New research indicates that the coronavirus was circulating in the New York area by mid-February. This period is weeks before the first case. Even the travelers brought in the virus mainly from Europe, not Asia.
“The majority is European,” tells Harm van Bakel, a geneticist at Icahn School of Medicine. He is the co-writer of a study awaiting peer review.
Another team at NYU Grossman School of Medicine comes to strikingly similar conclusions. It is despite studying a different group of cases. Both teams examine genomes from coronaviruses from New Yorkers starting in mid-March.
Heguy and van Bakel belongs to an international society of viral historians. They ferret out the history of outbreaks by poring covering clues. Embedding in the genetic material of viruses obtained from thousands of patients.
Viruses penetrate a cell and take over its molecular machinery, causing it to make new viruses.
The process is swift and sloppy. As a result, new viruses can obtain a new mutation that wasn’t present in their ancestor. If a new virus succeeds to escape its host and infect other people, its descendants will acquire that mutation.
Tracking viral mutations needs sequencing all the genetic material in a virus — its genome.
Complex computer programs can figure out how all of those mutations arise as viruses descend from a common ancestor. If they get enough data, they can make rough estimations about how long ago those ancestors lives. That’s because mutations arise at a roughly consistent pace, like a molecular clock.
Conspiracy Theories
Maciej Boni of Penn State University and his associates use this method to see where the coronavirus comes from in the first place. While conspiracy theories are false, the virus’s genome makes clear that it arises from bats.
There are several kinds of coronaviruses, which infect both humans and animals. Boni and his associates find that the genome of the new virus includes some mutations in common with strains of coronaviruses that infect bats.
The closest coronavirus is in a Chinese horseshoe bat, the researchers tell. But the new virus gains some unique mutations since splitting off from that bat virus decades ago.
Boni states that ancestral virus probably gives rise to some strains that infect horseshoe bats and perhaps sometimes other animals.
“Very likely there’s a vast unsampled diversity,” he adds.
Copying mistakes aren’t the only method for new viruses to arise. Sometimes two kinds of coronaviruses will infect the identical cell. Their genetic material gets tangled up in new viruses.
It’s entirely possible, Boni states. In the past 10 or 20 years, a cross virus arises in some bat that was well-suited to infect humans, too. Later, that virus somehow manages to cross the species barrier.

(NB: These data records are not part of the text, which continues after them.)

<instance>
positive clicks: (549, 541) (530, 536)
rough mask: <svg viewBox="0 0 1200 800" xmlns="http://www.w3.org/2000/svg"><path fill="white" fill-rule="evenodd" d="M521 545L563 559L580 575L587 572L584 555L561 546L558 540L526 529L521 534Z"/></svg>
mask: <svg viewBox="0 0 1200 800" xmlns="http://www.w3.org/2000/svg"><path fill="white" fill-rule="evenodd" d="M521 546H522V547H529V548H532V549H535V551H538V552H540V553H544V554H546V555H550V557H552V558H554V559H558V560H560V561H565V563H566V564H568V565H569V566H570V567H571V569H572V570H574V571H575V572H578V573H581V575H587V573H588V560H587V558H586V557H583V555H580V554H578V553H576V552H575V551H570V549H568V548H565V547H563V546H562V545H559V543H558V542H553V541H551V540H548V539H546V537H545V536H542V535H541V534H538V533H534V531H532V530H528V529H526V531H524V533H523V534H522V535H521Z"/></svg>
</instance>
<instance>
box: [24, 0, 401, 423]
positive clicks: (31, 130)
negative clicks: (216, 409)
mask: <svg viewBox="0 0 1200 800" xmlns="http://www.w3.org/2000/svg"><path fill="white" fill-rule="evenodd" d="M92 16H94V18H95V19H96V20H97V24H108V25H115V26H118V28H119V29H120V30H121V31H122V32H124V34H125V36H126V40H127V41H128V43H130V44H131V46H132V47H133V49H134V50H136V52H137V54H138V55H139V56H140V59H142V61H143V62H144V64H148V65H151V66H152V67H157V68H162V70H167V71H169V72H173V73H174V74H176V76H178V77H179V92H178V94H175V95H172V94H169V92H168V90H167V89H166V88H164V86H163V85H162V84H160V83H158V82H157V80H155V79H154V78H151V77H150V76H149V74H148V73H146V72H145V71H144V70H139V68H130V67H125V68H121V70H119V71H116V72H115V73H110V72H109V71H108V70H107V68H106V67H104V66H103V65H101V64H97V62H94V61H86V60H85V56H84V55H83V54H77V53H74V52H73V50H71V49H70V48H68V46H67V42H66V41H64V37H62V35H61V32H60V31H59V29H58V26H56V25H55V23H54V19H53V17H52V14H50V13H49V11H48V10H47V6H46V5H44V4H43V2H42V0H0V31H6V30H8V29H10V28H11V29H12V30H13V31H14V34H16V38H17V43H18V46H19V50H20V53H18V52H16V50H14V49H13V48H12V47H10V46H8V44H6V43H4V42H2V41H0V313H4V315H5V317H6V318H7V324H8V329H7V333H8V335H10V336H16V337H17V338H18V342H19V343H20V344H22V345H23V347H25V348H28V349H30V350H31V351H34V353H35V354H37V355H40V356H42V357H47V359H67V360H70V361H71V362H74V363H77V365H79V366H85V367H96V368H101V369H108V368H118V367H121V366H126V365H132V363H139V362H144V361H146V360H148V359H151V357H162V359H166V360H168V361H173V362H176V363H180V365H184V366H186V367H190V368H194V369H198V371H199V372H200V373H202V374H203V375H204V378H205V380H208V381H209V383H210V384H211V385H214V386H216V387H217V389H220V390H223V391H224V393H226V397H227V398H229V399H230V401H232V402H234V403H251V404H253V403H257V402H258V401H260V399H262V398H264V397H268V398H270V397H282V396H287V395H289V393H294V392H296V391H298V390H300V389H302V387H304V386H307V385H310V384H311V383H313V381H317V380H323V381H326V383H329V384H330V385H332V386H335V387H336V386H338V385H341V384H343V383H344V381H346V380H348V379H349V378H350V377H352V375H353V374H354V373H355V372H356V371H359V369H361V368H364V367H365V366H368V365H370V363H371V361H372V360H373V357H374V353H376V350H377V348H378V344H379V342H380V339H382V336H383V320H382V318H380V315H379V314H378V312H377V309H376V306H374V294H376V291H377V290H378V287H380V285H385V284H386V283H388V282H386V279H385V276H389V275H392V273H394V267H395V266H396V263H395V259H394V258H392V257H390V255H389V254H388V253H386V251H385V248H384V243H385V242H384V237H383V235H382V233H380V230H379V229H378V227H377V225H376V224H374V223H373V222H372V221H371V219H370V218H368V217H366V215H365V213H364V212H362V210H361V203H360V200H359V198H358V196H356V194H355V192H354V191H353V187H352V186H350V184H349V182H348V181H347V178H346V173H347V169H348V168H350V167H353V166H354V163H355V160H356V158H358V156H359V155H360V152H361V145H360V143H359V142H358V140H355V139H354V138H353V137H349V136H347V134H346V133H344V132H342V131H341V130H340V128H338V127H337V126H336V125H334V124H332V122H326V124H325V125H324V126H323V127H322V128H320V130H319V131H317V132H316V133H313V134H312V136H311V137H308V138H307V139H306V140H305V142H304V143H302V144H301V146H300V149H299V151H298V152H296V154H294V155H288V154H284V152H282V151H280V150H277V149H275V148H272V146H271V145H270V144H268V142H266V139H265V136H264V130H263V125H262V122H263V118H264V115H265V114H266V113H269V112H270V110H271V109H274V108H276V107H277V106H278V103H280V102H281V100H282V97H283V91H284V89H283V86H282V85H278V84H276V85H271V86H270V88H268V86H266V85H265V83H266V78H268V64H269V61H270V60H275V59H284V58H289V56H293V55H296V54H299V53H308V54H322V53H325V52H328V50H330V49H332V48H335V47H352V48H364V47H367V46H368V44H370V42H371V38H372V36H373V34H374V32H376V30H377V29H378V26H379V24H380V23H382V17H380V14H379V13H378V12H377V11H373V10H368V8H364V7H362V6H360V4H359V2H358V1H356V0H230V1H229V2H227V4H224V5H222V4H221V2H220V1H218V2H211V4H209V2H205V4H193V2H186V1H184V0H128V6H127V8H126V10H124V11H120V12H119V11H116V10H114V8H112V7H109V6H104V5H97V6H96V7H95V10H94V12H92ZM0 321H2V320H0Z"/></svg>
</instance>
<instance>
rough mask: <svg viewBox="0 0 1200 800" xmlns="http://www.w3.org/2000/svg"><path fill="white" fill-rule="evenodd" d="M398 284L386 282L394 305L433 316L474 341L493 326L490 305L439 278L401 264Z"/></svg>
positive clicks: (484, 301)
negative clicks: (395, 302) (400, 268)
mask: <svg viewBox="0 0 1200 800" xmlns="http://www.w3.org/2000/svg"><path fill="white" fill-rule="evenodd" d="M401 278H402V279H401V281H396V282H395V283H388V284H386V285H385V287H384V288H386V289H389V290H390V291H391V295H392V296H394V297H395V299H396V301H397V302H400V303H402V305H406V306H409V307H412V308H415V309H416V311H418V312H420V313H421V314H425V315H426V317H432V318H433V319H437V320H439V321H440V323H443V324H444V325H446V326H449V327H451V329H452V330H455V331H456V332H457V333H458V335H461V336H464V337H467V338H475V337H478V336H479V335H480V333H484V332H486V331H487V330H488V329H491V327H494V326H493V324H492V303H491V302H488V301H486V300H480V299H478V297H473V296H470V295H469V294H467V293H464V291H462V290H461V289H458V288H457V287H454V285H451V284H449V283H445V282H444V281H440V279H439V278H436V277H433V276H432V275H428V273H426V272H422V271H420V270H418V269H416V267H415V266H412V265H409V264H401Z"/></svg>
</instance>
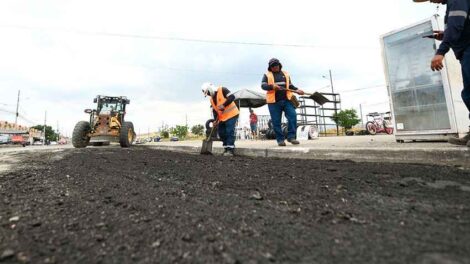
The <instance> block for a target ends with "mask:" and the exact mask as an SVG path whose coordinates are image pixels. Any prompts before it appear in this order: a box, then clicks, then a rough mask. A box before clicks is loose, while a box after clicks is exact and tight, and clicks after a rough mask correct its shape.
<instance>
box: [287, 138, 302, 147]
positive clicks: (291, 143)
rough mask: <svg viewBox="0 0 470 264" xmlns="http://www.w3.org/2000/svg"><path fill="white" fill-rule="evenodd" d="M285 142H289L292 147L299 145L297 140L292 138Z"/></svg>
mask: <svg viewBox="0 0 470 264" xmlns="http://www.w3.org/2000/svg"><path fill="white" fill-rule="evenodd" d="M287 141H289V142H290V143H291V144H292V145H299V144H300V142H299V141H298V140H296V139H293V138H292V139H288V140H287Z"/></svg>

“Once in a while, one of these viruses wins the lottery,” he tells.
Testing Programs in New York
In January, as the scope of the catastrophe in China clears. Some countries were on with an aggressive testing program. They were able to track the approach of the virus on their territory and trace its spread through their populations.
But in New York, United States mishandles the situation by limiting testing only to people who have travel history from China.

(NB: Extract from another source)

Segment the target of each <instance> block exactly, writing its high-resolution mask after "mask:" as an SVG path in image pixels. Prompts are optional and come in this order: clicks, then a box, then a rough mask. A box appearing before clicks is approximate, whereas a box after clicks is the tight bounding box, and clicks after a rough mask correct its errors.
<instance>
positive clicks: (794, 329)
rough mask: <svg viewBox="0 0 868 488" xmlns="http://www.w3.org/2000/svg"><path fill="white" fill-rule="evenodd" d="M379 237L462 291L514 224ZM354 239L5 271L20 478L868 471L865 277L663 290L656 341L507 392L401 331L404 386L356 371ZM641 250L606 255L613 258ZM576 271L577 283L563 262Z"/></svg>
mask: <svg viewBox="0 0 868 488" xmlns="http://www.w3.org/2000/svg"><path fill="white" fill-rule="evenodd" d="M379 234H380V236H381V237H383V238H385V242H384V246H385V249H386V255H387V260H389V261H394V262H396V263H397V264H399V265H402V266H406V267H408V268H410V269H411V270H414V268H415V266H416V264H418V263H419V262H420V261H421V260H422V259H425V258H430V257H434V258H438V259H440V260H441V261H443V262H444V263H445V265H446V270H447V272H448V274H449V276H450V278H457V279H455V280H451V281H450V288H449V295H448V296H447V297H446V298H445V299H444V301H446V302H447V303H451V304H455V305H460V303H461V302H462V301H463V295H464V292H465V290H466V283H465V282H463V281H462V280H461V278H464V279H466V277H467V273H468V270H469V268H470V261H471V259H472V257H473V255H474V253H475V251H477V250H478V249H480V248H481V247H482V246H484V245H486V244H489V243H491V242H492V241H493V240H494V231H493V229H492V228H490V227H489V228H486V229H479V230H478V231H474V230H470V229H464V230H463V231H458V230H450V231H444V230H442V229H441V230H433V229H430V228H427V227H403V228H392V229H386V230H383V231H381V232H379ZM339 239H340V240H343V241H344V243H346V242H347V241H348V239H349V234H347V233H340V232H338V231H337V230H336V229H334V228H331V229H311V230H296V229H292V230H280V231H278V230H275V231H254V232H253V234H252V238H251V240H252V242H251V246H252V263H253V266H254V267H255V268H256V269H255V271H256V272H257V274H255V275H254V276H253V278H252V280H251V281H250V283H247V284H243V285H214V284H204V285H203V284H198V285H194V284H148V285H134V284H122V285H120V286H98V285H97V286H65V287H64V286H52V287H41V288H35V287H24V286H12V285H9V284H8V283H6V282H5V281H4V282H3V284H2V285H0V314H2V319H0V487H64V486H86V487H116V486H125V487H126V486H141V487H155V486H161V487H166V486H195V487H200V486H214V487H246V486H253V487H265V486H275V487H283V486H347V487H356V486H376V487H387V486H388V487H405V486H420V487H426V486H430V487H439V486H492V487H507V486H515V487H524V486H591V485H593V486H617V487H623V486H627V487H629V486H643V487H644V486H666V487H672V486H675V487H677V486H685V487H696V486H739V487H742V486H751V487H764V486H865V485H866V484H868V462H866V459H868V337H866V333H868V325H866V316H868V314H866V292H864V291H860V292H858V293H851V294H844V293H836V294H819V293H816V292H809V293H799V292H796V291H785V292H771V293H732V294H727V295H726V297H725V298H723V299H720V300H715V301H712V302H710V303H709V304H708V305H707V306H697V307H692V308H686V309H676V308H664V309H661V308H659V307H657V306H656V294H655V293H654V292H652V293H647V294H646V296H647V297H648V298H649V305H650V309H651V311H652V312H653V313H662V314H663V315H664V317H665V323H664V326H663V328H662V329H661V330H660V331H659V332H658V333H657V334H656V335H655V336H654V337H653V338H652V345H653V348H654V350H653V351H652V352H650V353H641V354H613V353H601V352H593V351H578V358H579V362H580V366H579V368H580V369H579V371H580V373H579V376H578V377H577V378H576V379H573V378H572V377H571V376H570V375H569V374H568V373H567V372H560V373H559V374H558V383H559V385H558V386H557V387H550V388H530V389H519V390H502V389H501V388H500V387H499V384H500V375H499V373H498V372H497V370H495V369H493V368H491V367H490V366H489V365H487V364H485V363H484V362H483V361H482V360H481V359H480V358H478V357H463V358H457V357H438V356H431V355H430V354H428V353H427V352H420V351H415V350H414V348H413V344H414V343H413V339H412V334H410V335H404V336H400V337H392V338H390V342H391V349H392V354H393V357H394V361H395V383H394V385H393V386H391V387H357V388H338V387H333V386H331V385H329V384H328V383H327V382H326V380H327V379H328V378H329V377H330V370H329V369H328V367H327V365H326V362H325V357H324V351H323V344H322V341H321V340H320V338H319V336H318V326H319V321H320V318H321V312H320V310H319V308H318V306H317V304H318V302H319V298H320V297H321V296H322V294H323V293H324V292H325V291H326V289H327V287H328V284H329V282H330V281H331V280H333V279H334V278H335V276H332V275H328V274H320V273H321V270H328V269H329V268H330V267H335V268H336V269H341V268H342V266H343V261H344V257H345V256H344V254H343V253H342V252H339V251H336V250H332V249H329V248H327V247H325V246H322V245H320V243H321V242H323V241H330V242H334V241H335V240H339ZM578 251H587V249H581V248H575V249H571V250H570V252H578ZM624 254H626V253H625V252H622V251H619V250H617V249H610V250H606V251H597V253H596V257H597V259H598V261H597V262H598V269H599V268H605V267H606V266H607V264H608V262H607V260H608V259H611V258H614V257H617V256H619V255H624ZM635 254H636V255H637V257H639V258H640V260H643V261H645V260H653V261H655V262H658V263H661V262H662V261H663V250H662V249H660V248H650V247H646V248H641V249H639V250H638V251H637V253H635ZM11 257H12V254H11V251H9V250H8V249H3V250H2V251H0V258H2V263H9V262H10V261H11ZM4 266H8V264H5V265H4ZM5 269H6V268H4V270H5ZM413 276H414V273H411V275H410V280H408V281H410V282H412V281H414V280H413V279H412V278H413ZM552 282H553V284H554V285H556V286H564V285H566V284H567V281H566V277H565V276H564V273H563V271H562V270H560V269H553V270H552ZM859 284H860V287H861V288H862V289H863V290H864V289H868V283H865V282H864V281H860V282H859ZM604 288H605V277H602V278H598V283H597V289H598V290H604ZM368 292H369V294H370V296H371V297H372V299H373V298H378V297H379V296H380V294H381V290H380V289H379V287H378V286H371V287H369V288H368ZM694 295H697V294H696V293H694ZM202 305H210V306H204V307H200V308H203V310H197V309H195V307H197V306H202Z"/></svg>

“It was a disaster that we didn’t do testing,” Heguy states.
The Washington viruses also experience other mutations in common with ones isolated in Wuhan. That suggests that the virus was from China.
With that discovery, Bedford and his associates took the lead in sequencing coronavirus genomes. Sequencing more genomes around Washington gave them a more favorable view of how the outbreak starts.
“I’m quite confident that it was not spreading in December in the United States and New York,” Bedford states. “There may have been a couple of other introductions in January that didn’t take off in the same way.”